Think the average human body temperature is 37°C or 98.6°F?
Not anymore, new research suggests.
"Our temperature's not what people think it is," said senior study author Dr Julie Parsonnet, a professor of medicine, health research and policy at Stanford University. "What everybody grew up learning, which is that our normal temperature is 98.6, is wrong."
That standard was established in 1851, but a number of modern studies have suggested that it's now too high. For example, a recent study found that the average body temperature of 25 000 British people was 97.9 °F (36.6 °C).
In the latest study, Parsonnet and colleagues analysed more than 677 000 body temperature measurements collected in the United States between 1862 and 2017.
The results showed that the body temperature of men born in the 2000s is, on average, almost 1.1 F lower than that of men born in the early 1800s. Meanwhile, the body temperature of women born in the 2000s is, on average, nearly 0.6 F lower than that of women born in the 1890s.
That translates into a body temperature decrease of 0.05 F every decade, according to the study published in the journal eLife.
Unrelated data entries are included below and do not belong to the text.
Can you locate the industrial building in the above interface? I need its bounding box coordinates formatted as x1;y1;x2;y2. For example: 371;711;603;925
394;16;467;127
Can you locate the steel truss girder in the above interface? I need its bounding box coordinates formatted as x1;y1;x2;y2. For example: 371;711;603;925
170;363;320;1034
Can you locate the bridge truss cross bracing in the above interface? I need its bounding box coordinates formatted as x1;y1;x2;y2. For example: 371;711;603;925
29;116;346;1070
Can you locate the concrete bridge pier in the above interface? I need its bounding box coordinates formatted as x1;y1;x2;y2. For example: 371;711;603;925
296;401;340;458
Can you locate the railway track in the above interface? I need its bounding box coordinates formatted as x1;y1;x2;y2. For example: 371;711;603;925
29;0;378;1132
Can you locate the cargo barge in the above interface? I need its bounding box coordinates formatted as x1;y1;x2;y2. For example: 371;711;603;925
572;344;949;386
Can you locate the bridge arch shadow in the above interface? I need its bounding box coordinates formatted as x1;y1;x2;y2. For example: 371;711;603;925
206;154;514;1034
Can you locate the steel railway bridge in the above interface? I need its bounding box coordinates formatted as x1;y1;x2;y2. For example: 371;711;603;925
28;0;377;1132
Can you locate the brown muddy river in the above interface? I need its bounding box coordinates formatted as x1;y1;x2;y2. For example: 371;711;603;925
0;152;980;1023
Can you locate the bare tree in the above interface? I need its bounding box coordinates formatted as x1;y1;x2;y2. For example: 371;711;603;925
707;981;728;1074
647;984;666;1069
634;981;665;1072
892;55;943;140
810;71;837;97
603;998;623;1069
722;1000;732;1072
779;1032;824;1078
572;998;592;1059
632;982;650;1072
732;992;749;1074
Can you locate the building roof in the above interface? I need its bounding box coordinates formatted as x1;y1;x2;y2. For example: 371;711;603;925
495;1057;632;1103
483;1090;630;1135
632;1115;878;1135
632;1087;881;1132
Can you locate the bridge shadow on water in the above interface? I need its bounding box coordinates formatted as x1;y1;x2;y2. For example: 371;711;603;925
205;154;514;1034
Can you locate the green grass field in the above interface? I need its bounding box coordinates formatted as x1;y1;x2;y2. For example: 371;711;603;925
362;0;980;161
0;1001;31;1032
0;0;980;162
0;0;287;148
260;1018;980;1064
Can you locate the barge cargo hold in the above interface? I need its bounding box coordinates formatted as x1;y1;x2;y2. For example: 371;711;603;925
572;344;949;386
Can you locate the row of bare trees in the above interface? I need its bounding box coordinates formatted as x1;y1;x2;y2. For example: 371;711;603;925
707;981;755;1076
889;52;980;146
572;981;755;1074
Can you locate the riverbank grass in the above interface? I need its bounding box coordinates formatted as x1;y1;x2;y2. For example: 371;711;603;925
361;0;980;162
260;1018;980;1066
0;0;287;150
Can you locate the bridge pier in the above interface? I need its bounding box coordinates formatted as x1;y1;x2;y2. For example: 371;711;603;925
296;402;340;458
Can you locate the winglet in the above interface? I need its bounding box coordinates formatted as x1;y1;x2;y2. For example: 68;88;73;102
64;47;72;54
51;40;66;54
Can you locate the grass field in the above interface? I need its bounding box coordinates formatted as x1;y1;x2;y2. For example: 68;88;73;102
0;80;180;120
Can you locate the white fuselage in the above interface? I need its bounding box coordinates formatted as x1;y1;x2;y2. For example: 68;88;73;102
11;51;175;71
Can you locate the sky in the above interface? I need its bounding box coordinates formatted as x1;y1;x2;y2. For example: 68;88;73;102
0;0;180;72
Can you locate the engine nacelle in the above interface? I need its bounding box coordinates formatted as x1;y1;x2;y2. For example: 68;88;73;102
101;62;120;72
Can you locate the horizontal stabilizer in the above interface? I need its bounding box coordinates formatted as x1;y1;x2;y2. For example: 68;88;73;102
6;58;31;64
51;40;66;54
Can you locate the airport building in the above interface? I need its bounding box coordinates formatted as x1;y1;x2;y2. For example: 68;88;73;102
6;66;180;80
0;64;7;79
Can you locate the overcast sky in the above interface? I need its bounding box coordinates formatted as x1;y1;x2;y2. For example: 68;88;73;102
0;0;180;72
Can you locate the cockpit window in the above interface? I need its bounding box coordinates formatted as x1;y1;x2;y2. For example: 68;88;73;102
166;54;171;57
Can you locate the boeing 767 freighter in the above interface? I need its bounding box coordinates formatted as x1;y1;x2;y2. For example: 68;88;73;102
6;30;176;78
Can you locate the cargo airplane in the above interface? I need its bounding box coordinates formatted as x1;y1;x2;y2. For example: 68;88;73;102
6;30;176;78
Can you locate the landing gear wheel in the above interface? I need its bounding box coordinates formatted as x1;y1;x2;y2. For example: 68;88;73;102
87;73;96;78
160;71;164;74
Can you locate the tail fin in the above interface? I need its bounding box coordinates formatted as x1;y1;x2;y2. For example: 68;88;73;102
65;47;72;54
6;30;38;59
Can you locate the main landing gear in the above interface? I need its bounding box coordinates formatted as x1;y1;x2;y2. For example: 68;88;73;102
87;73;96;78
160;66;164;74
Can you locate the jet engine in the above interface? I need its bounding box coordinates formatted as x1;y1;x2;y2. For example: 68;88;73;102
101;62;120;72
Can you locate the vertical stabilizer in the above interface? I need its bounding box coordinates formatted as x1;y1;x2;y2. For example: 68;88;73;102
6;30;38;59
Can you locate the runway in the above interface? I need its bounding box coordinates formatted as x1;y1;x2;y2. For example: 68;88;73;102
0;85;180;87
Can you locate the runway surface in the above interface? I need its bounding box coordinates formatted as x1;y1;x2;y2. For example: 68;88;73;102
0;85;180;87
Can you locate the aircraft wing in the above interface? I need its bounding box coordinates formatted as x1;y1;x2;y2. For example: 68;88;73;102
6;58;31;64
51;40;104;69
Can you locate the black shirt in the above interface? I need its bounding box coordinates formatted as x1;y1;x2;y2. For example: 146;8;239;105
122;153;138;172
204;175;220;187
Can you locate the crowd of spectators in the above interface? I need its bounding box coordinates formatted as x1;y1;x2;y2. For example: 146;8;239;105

One possible reason for the decrease in average body temperature in the United States could be a reduction in metabolic rate – the amount of energy that people burn – that may be due to a population-wide decline in inflammation.
More comfortable homes
"Inflammation produces all sorts of proteins and cytokines that rev up your metabolism and raise your temperature," Parsonnet said in a Stanford news release.
She noted that over the past 200 years there have been dramatic improvements in public health due to advances in medical care, better hygiene, greater access to food and improved standards of living.
It's also possible that more comfortable homes have contributed to the decline in average body temperature. Homes in the 19th century had uneven heating and no cooling, but central heating and air conditioning are now commonplace.
That means people don't have to expend as much energy to maintain a constant body temperature.
"Physiologically, we're just different from what we were in the past," Parsonnet explained. "The environment that we're living in has changed, including the temperature in our homes, our contact with microorganisms and the food that we have access to… We're actually changing physiologically."